🤖 AI Summary
To address the GPU memory bottleneck caused by progressive KV cache expansion across dialogue turns in large language model (LLM) inference, this paper proposes a turn-level attention mechanism. We first identify and leverage a “watershed layer” in LLM reasoning—revealing a previously unrecognized regularity: cross-layer attention distributions exhibit strong similarity across dialogue turns. Building upon this insight, we introduce the first turn-aware relevance modeling and dynamic cache pruning framework, enabling selective reuse of key historical-turn KV caches and lightweight reweighting. Experiments on multiple long-context benchmarks demonstrate that our method preserves original model accuracy (within ±0.3% absolute change), reduces GPU memory consumption by 55%, and decreases end-to-end inference latency by 32%.
📝 Abstract
The increasing context window size in large language models (LLMs) has improved their ability to handle complex, long-text tasks.
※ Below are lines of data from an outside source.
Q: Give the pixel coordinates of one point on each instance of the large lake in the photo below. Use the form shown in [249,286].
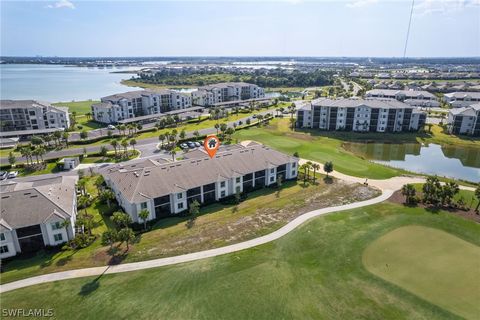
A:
[60,83]
[449,161]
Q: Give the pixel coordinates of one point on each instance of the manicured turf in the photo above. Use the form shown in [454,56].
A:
[316,272]
[80,107]
[217,225]
[430,263]
[279,136]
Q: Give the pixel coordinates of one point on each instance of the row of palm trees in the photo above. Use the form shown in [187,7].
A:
[117,145]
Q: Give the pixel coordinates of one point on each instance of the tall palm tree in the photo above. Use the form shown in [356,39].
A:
[309,166]
[114,144]
[124,144]
[133,142]
[315,167]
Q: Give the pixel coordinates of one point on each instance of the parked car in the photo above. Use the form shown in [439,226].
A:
[12,174]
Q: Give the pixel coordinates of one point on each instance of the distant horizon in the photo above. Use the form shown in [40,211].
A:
[245,56]
[228,28]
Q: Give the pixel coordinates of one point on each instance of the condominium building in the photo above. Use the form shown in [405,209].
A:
[132,104]
[165,189]
[410,97]
[464,120]
[34,214]
[461,99]
[223,92]
[20,115]
[372,115]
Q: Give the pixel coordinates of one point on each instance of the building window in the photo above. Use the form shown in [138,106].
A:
[56,225]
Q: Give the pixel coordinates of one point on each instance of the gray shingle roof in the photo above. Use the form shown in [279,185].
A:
[139,184]
[462,95]
[34,202]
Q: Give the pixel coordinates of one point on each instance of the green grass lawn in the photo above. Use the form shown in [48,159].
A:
[80,107]
[264,211]
[279,136]
[441,268]
[315,272]
[328,146]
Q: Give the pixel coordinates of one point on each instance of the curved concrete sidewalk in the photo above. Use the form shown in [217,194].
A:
[71,274]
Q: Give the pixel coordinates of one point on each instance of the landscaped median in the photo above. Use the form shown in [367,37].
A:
[317,271]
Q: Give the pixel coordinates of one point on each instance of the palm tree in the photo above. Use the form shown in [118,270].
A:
[328,167]
[304,168]
[309,166]
[408,190]
[144,214]
[124,144]
[133,142]
[65,136]
[161,137]
[477,195]
[315,167]
[114,144]
[126,235]
[196,134]
[83,202]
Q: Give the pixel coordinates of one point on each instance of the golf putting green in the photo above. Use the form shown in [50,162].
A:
[430,263]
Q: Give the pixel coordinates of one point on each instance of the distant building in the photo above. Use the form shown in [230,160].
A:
[461,99]
[21,115]
[34,213]
[464,120]
[165,189]
[117,107]
[411,97]
[369,115]
[223,92]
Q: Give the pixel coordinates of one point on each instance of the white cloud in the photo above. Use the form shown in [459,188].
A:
[426,7]
[62,4]
[360,3]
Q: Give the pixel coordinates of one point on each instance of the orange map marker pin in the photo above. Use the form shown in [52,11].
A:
[211,145]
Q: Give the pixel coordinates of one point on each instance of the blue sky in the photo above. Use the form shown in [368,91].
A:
[227,28]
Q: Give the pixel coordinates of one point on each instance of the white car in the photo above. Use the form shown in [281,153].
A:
[12,174]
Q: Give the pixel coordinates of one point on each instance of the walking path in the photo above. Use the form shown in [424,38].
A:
[387,187]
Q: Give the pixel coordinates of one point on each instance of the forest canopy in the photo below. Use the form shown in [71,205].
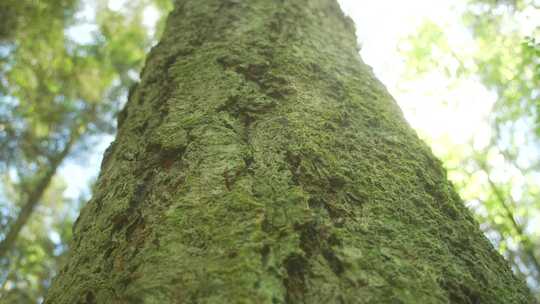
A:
[67,66]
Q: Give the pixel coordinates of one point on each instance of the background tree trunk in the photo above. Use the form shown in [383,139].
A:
[260,161]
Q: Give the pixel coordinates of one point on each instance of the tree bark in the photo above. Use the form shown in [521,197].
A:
[260,161]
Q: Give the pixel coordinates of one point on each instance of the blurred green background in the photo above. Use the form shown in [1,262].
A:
[466,74]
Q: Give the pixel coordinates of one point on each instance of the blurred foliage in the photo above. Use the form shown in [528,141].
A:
[59,91]
[500,178]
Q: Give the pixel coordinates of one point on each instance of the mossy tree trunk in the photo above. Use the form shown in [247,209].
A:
[260,161]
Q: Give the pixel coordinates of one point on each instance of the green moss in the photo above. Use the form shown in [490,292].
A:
[260,161]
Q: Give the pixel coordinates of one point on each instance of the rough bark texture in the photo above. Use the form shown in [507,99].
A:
[260,161]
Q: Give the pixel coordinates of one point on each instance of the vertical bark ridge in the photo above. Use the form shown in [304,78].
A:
[260,161]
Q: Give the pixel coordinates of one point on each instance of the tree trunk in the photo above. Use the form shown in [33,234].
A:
[260,161]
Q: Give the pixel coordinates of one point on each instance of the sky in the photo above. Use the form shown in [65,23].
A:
[381,27]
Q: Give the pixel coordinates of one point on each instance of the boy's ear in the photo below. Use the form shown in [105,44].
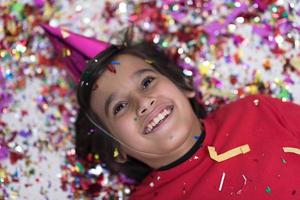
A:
[122,157]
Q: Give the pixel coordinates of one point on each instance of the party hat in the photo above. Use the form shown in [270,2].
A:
[74,49]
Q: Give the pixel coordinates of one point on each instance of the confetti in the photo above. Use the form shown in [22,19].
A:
[268,189]
[291,150]
[229,154]
[222,181]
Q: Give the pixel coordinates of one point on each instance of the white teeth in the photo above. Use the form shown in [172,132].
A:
[157,119]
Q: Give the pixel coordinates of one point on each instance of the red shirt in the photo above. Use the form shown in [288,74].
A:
[265,172]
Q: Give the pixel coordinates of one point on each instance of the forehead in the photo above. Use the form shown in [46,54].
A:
[126,67]
[110,82]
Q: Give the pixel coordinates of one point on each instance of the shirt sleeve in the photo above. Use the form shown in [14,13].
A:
[288,112]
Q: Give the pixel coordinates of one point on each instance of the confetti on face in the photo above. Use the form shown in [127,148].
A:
[111,68]
[151,184]
[116,152]
[196,137]
[95,87]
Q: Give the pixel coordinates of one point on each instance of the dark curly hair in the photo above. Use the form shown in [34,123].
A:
[100,142]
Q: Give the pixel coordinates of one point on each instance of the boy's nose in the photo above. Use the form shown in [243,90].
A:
[145,105]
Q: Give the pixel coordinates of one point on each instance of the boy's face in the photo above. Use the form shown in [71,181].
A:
[146,111]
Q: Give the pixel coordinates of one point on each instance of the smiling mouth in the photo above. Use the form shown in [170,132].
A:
[159,119]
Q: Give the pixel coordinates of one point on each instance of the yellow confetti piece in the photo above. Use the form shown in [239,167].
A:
[229,154]
[291,150]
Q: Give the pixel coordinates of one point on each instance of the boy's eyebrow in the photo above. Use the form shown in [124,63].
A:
[113,95]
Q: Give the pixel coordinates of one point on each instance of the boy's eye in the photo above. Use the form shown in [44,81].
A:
[119,108]
[147,81]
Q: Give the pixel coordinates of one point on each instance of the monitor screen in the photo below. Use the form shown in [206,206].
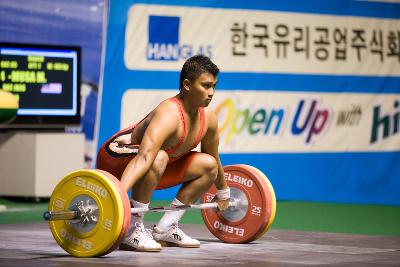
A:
[46,79]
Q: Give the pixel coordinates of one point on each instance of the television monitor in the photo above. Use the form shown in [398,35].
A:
[46,79]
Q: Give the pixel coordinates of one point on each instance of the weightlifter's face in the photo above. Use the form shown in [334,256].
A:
[203,88]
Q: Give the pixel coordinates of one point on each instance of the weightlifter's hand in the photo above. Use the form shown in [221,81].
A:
[222,198]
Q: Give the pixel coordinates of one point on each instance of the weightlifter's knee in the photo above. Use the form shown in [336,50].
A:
[160,163]
[210,166]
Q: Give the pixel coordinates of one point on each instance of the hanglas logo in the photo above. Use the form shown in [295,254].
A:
[164,41]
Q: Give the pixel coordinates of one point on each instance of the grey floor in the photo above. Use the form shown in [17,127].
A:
[33,245]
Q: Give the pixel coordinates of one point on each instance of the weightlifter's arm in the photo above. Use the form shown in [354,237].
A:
[209,145]
[162,125]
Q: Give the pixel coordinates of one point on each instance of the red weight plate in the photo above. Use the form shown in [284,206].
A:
[252,185]
[127,210]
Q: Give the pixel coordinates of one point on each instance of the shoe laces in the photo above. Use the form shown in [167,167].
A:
[147,232]
[177,230]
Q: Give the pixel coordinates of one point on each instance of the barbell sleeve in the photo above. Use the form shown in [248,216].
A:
[211,205]
[55,215]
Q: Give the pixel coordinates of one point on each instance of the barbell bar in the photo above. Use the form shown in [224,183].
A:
[76,214]
[89,212]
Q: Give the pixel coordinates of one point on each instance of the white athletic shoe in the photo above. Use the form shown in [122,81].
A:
[140,240]
[174,237]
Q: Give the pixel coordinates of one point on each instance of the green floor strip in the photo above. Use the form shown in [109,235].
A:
[303,216]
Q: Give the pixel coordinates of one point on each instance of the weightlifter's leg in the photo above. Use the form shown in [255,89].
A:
[197,179]
[138,238]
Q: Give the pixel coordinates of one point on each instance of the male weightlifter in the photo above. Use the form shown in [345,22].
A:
[156,153]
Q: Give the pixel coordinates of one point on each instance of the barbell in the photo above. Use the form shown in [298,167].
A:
[89,212]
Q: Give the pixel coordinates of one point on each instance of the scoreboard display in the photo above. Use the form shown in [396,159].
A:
[45,79]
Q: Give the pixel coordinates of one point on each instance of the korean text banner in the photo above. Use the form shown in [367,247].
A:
[309,91]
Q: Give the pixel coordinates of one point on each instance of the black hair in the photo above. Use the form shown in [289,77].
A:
[195,66]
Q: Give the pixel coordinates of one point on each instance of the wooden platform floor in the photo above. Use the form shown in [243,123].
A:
[33,245]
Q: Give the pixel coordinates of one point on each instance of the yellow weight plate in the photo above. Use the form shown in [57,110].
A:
[94,238]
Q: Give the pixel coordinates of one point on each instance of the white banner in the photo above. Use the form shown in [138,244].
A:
[260,121]
[161,37]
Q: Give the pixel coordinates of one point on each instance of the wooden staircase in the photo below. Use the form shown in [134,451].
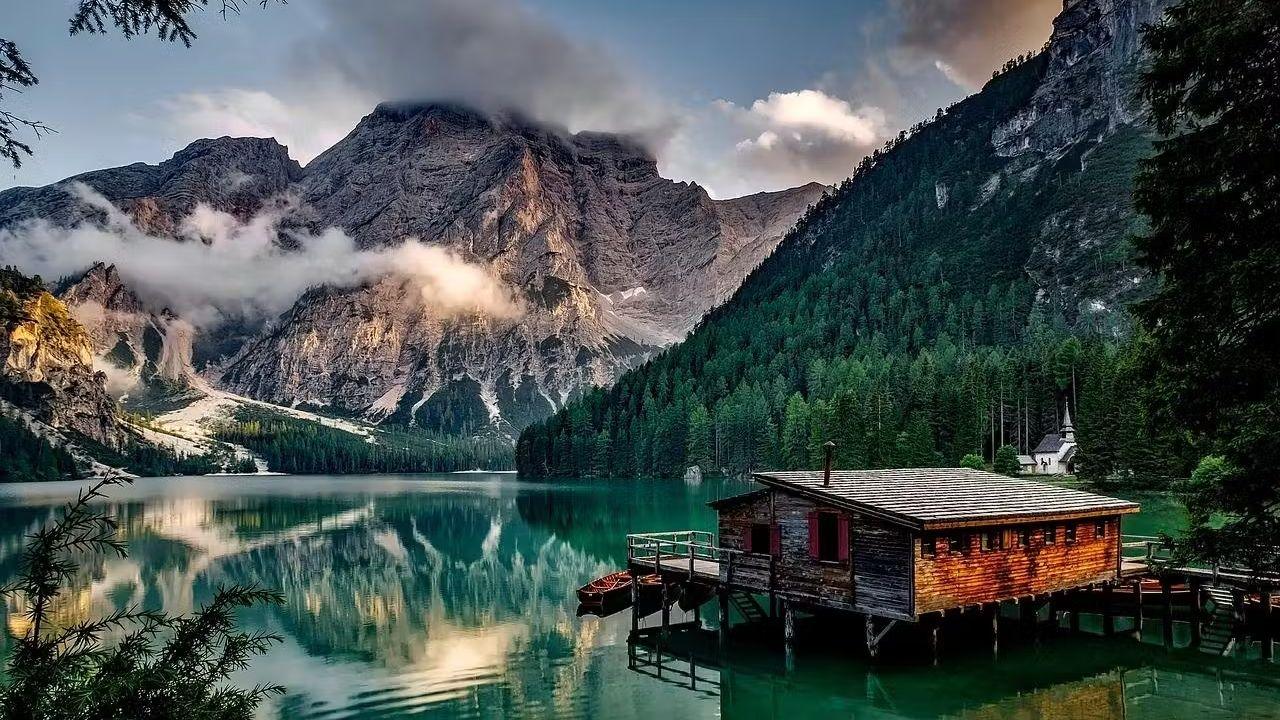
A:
[748,607]
[1219,634]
However, as the conversation rounds continue, it is required to store a large amount of KV cache in GPU memory, which significantly affects the efficiency and even availability of the model serving systems. This paper analyzes dialogue data from real users and discovers that the LLM inference manifests a watershed layer, after which the distribution of round-level attention shows notable similarity. We propose Round Attention, a novel round-level attention mechanism that only recalls and computes the KV cache of the most relevant rounds. The experiments show that our method saves 55% memory usage without compromising model performance.